MathWorld states that
$\displaystyle \lim_{j\to\infty}\prod_{n=j}^{2j}\frac{\pi}{2\tan^{-1}n}=4^{\frac{1}{\pi}}$ (equation 130)
With a calculator, I find a general formula:
$\displaystyle \lim_{j\to\infty}\prod_{n=j}^{mj}\frac{\pi}{2\tan^{-1}(kn)}=m^{\frac{2}{k\pi}}$
But I have not found a proof for this. Any proof would be appreciated.

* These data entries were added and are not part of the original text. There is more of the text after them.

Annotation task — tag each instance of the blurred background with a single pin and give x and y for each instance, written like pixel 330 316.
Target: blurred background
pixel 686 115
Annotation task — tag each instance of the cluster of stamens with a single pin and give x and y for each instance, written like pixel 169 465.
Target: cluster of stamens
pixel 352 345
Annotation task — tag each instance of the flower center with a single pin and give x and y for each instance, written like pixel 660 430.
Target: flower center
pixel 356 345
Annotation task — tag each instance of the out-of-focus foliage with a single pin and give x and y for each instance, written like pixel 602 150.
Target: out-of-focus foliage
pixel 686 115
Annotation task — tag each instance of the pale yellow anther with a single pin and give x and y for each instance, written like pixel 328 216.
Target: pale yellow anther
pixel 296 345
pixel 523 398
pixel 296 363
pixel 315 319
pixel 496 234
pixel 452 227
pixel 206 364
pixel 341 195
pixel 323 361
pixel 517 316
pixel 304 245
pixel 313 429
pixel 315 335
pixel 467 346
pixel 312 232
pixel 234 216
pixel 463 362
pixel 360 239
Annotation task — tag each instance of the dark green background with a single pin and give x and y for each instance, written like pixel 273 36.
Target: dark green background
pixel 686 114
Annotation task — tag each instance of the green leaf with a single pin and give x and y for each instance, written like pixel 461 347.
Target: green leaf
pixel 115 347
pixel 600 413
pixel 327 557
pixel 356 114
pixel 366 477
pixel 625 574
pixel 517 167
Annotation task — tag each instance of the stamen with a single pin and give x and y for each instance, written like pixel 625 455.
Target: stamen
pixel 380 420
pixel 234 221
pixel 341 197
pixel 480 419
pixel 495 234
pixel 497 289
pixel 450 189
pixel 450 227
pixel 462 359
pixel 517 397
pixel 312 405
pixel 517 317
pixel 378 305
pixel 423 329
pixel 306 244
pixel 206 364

It is easier to analyze the behavior of the limit if you take logarithm. Indeed, write
$$ P_j = P_j(m,k) = \prod_{n=j}^{mj} \frac{\pi}{2\arctan(kn)} $$
for the expression inside the limit. Then using the relation $\arctan(x) = \frac{\pi}{2} - \arctan(\frac{1}{x})$ which holds for $x > 0$, we find that
$$ \log\left(\frac{\pi}{2\arctan(x)}\right) = -\log\left(1 - \tfrac{2}{\pi}\arctan\left(\tfrac{1}{x}\right) \right) = \tfrac{2}{\pi x} + \mathcal{O}\left(x^{-2}\right) \quad \text{as} \quad x \to \infty.$$
So it follows that
$$ \log P_j = \sum_{n=j}^{mj} \left( \log\frac{\pi}{2} - \log\arctan(kn)\right) = \sum_{n=j}^{mj} \left( \frac{2}{\pi kn} + \mathcal{O}(n^{-2}) \right). $$
By noting that this is a Riemann sum with a vanishing error term, we realize that $\log P_n$ converges to $\int_{1}^{m} \frac{2}{\pi kx} \, dx = \frac{2}{\pi k}\log m$ as $n\to\infty$. Exponentiation then yields $ P_n \to m^{\frac{2}{\pi k}} $ as expected.